Taking absolute values and applying the triangle inequality,

$$a_{kk}|x_k| = \left|\sum_{j\ne k}a_{kj}x_j\right| \le \sum_{j\ne k}|a_{kj}|,|x_j|.$$

Because $|x_j|\le |x_k|$ for every $j$,

$$a_{kk}|x_k| \le \left(\sum_{j\ne k}|a_{kj}|\right)|x_k|.$$

Since $x_k\neq0$, division by $|x_k|$ yields

$$a_{kk}\le \sum_{j\ne k}|a_{kj}|.$$

This contradicts the assumed strict inequality

$$a_{kk}>\sum_{j\ne k}|a_{kj}|.$$

The contradiction shows that no nonzero solution exists. ∎

Certification. This step establishes that strict diagonal dominance excludes every nonzero solution; choosing a coordinate of maximal absolute value is essential because otherwise the comparison with $|x_k|$ would be unjustified.

Combining Lemma 1 and Lemma 2, the given system admits no nonzero solution. Hence the only solution is

$$x_1=x_2=x_3=0.$$

This completes the proof.

Verification of Key Steps

The first delicate step is the deduction of strict diagonal dominance. Starting from

$$a_{ii}+\sum_{j\ne i}a_{ij}>0,$$

and using $a_{ij}<0$ for $j\ne i$, one obtains

$$a_{ij}=-|a_{ij}|.$$

Substitution gives

$$a_{ii}-\sum_{j\ne i}|a_{ij}|>0.$$

No weaker conclusion is possible. A careless argument that merely states $a_{ii}>0$ would lose the quantitative information needed later.

The second delicate step is the choice of the maximal component. Let $k$ satisfy

$$|x_k|=\max{|x_1|,|x_2|,|x_3|}.$$

Then

$$|a_{kj}x_j| \le |a_{kj}|,|x_k|$$

for every $j\ne k$. Summing these inequalities yields

$$\sum_{j\ne k}|a_{kj}|,|x_j| \le \left(\sum_{j\ne k}|a_{kj}|\right)|x_k|.$$

Without maximality, this estimate could fail, and the contradiction would not follow.
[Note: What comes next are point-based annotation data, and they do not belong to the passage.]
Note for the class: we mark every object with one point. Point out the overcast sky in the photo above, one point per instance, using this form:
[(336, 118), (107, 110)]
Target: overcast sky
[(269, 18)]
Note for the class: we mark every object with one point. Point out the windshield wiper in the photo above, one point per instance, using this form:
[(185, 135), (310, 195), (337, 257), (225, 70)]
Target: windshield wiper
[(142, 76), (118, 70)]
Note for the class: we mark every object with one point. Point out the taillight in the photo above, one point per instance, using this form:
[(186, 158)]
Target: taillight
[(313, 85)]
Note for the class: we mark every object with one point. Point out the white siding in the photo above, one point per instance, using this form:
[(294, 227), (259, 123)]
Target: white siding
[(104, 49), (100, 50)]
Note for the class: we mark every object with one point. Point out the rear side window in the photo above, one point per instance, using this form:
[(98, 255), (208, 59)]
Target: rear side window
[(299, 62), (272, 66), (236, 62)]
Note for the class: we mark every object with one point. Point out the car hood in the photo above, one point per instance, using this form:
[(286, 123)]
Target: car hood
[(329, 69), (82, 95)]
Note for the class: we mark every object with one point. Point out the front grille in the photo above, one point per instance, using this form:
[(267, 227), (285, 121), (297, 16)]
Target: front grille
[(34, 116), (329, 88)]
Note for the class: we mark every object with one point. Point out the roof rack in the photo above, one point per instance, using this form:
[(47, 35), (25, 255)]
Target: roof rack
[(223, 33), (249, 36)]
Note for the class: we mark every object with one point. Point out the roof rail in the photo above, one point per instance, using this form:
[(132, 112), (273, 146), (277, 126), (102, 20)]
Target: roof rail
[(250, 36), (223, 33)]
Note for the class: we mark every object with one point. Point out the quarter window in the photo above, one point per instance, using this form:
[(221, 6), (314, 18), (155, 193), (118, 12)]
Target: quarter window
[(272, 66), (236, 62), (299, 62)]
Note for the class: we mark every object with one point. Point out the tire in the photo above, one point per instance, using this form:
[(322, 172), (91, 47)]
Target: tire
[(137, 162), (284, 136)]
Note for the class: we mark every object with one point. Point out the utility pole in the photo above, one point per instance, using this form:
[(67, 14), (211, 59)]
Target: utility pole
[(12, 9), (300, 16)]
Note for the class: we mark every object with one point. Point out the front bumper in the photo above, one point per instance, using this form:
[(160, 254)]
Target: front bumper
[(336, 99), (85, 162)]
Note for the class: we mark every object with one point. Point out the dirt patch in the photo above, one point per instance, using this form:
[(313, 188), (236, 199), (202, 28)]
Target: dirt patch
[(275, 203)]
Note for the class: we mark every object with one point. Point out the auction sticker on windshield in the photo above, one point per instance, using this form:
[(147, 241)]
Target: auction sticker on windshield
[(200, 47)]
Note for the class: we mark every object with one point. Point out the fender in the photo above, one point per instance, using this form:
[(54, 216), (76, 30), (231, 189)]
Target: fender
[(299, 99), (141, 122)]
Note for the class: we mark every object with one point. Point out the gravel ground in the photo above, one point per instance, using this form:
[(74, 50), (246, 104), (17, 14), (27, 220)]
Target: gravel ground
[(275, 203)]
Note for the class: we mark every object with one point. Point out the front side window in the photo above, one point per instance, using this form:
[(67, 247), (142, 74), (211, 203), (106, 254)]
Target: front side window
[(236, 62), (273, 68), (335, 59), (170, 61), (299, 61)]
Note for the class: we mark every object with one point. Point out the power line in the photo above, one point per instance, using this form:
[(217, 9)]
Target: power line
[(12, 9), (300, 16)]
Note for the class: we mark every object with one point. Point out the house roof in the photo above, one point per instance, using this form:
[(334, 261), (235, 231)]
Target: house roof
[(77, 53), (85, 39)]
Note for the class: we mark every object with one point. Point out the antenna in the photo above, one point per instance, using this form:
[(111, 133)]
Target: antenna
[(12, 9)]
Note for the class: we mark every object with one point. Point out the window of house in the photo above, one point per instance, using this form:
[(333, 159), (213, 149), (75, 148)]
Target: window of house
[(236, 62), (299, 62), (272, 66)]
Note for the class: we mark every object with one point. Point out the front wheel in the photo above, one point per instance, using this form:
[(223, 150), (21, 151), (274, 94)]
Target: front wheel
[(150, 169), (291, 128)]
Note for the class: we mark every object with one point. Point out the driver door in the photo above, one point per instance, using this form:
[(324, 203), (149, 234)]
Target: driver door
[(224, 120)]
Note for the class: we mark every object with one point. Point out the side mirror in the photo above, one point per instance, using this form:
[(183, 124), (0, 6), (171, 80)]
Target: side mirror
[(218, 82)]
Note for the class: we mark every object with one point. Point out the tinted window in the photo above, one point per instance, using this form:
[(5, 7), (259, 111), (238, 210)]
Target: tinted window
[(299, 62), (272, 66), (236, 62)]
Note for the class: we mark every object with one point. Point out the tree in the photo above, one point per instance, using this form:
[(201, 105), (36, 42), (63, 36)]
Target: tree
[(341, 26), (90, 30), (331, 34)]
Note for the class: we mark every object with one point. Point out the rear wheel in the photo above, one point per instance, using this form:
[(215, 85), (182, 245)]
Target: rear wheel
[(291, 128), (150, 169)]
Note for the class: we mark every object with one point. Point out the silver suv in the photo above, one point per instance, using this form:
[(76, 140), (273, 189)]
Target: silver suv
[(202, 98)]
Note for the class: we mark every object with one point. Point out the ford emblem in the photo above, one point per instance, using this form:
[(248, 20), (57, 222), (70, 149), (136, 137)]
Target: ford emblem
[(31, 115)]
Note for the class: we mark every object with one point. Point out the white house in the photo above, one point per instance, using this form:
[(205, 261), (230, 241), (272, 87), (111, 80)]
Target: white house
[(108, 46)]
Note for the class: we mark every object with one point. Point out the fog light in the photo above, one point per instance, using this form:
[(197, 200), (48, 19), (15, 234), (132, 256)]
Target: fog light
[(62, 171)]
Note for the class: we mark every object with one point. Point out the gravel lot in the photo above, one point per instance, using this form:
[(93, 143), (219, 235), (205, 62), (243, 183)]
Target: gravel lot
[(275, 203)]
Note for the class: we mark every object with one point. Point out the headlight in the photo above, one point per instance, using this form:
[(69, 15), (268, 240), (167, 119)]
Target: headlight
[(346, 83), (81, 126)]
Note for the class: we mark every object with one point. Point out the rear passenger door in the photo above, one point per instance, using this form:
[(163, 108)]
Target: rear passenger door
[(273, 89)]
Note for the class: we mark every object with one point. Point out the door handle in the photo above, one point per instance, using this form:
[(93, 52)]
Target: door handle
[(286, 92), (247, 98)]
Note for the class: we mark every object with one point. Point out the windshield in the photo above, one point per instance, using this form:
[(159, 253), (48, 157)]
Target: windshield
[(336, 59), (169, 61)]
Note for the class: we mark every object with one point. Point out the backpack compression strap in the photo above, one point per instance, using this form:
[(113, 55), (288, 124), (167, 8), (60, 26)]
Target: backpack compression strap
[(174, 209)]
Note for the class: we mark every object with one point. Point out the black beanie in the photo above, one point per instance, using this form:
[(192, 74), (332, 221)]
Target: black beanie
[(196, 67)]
The third delicate point is dividing by $|x_k|$. This is valid because the solution was assumed nonzero and $k$ was chosen so that $|x_k|$ is maximal. If $|x_k|=0$, then every $|x_j|=0$, contradicting the assumption that the solution is nonzero.

Alternative Approaches

A different proof uses determinants. Lemma 1 shows that the matrix is strictly diagonally dominant by rows. One may then prove the theorem that every strictly diagonally dominant matrix is nonsingular. Applying that theorem immediately implies that the determinant of the coefficient matrix is nonzero, so the homogeneous system has only the trivial solution.

Another approach proceeds by contradiction using the largest and smallest coordinates separately. Let $x_k$ be a component with maximal value and $x_m$ a component with minimal value. The sign pattern of the coefficients allows one to derive incompatible inequalities for $x_k$ and $x_m$ from the corresponding equations. This method also exploits the positivity of the row sums, but it requires more case analysis than the maximal absolute value argument and is therefore less economical.